During the three month periods ended June 30, 2016 and 2015, the Company recorded net revenue of approximately $3.7 million and $8.8 million related to sales from the Akorn AG, while for the six month periods ended June 30, 2016 and 2015, the Company recorded net revenue of approximately $10.6 million and $15.3 million, respectively related to external customer sales from the Akorn AG location subsequent to acquisition.

Other Strategic Investments

On August 1, 2011, the Company entered into a Series A-2 Preferred Stock Purchase Agreement to acquire a minority ownership interest in Aciex Therapeutics Inc. (“Aciex”), a private ophthalmic development pharmaceutical company based in Westborough, MA, for $8.0 million in cash.  Subsequently, on September 30, 2011, the Company entered into Amendment No. 1 to Series A-2 Preferred Stock Purchase Agreement to acquire additional shares of Series A-2 Preferred Stock in Aciex for $2.0 million in cash.  On April 17, 2014, the Company entered into a Secured Note and Warrant Purchase Agreement to acquire secured, convertible promissory notes of Aciex for $0.4 million in cash.  On June 27, 2014, the Company entered into a second Secured Note and Warrant Purchase Agreement to acquire additional secured, convertible promissory notes of Aciex for an additional amount of $0.4 million. The Company’s aggregate investment in Aciex was $10.8 million at cost.  Aciex was an ophthalmic drug development company focused on developing novel therapeutics to treat ocular diseases. Aciex’s pipeline consists of both clinical stage assets and pre-Investigational new drug stage assets.  The investments detailed above provided the Company with an ownership interest in Aciex of below 20%.  The Aciex Agreement and Aciex Amendment contain certain customary rights and preferences over the common stock of Aciex and further provide that the Company shall have the right to a seat on the Aciex board of directors.

On July 2, 2014, Nicox S.A., (“Nicox”) an international company, entered into an arrangement to acquire all of the outstanding equity of Aciex (the “Aciex Acquisition”).
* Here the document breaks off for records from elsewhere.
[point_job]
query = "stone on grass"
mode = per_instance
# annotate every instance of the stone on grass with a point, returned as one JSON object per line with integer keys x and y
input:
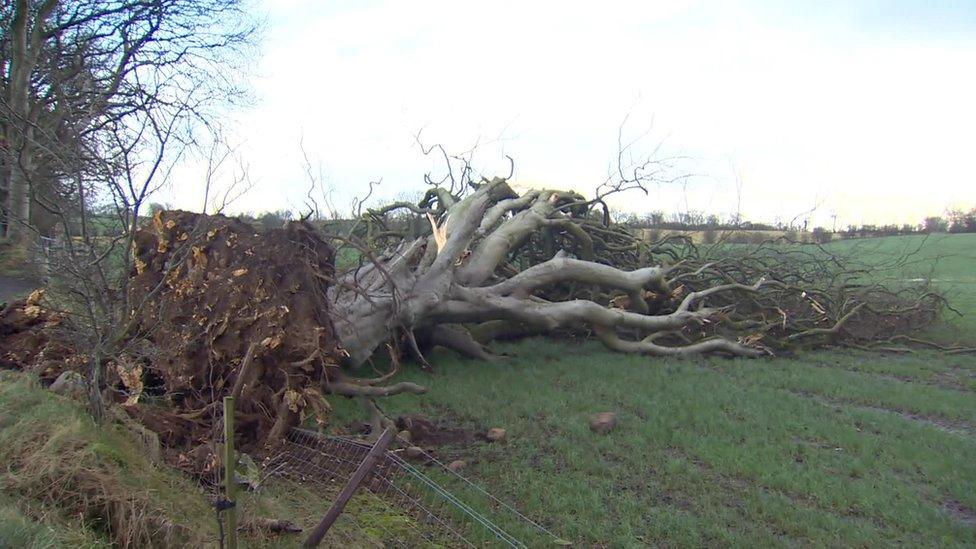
{"x": 69, "y": 384}
{"x": 414, "y": 453}
{"x": 602, "y": 422}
On October 22, 2014, Nicox shareholders voted at the Nicox General Meeting to approve the Aciex Acquisition. The transaction was consummated on October 24, 2014, following the completion of certain legal conditions and formalities. As consideration for its carried investment in Aciex, the Company received from the Aciex Acquisition pro-rata shares of Nicox which are publically traded on the Euronext Paris exchange. Through the closing the Company received 4.3 million shares of Nicox which were subject to certain lockup provisions preventing immediate sale of underlying shares received.
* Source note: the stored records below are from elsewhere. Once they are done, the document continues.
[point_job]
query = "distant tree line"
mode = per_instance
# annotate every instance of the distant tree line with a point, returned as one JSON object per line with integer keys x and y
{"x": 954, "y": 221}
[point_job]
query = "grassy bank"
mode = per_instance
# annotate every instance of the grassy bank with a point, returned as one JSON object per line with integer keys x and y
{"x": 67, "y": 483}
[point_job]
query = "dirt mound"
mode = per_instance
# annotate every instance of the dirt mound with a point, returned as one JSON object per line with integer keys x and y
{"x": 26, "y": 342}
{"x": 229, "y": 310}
Through the years ended December 31, 2015 and 2014, the Company sold 1.1 million and 0.2 million unrestricted shares for $2.6 million and $0.6 million, realizing a loss of $0.2 million and an immaterial gain on the sale of shares, respectively. During the three and six months ended June 30, 2016 the Company sold $6.0 million of the available-for-sale securities, realizing an immaterial loss through the sales.
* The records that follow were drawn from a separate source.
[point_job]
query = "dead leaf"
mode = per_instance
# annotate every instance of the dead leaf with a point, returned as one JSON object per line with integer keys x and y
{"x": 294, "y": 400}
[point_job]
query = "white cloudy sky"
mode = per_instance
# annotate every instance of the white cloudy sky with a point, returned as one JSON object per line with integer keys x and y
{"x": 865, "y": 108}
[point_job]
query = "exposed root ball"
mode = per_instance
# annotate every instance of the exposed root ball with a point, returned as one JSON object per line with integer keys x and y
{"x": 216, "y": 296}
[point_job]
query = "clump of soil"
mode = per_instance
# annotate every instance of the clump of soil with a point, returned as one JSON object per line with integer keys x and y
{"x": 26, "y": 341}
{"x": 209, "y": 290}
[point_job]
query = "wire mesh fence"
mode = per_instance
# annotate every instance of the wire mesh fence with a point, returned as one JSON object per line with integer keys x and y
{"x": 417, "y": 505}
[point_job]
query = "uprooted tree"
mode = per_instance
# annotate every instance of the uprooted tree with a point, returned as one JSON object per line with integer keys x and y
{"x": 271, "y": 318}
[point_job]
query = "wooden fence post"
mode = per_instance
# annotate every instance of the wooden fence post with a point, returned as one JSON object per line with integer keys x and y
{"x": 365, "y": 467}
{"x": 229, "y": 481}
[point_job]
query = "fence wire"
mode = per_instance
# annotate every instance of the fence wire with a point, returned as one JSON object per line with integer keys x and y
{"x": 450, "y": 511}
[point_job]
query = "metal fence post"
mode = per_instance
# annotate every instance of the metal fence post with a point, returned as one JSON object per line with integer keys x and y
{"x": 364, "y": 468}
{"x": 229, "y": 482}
In accordance with ASC 820 - Fair Value Measurement, the Company records unrealized holding gains and losses on available-for-sale securities in the “Accumulated other comprehensive income” caption in the condensed consolidated Balance Sheet.  As of June 30, 2016, the Company recognized an unrealized holding loss of $0.1 million as calculated based on the discounted value of the investment given the contractual lockup provisions. The Company has determined that all of the $1.5 million of unrealized fair value associated with the investment is available to be converted to cash within one year from the balance sheet date and has been classified as a current asset.

Other Individually Insignificant Product Acquisitions
 
During the three months ended June 30, 2016 and 2015, the Company paid $2.4 million and $0.8 million, respectively, while during the six months ended June 30, 2016 and 2015, the Company paid $3.4 million and 0.8 million, respectively, for the acquisition of drug product licensing rights (NDA, ANDA and ANADA rights) which were not individually significant. No assets were acquired other than the drug rights, and no liabilities were assumed.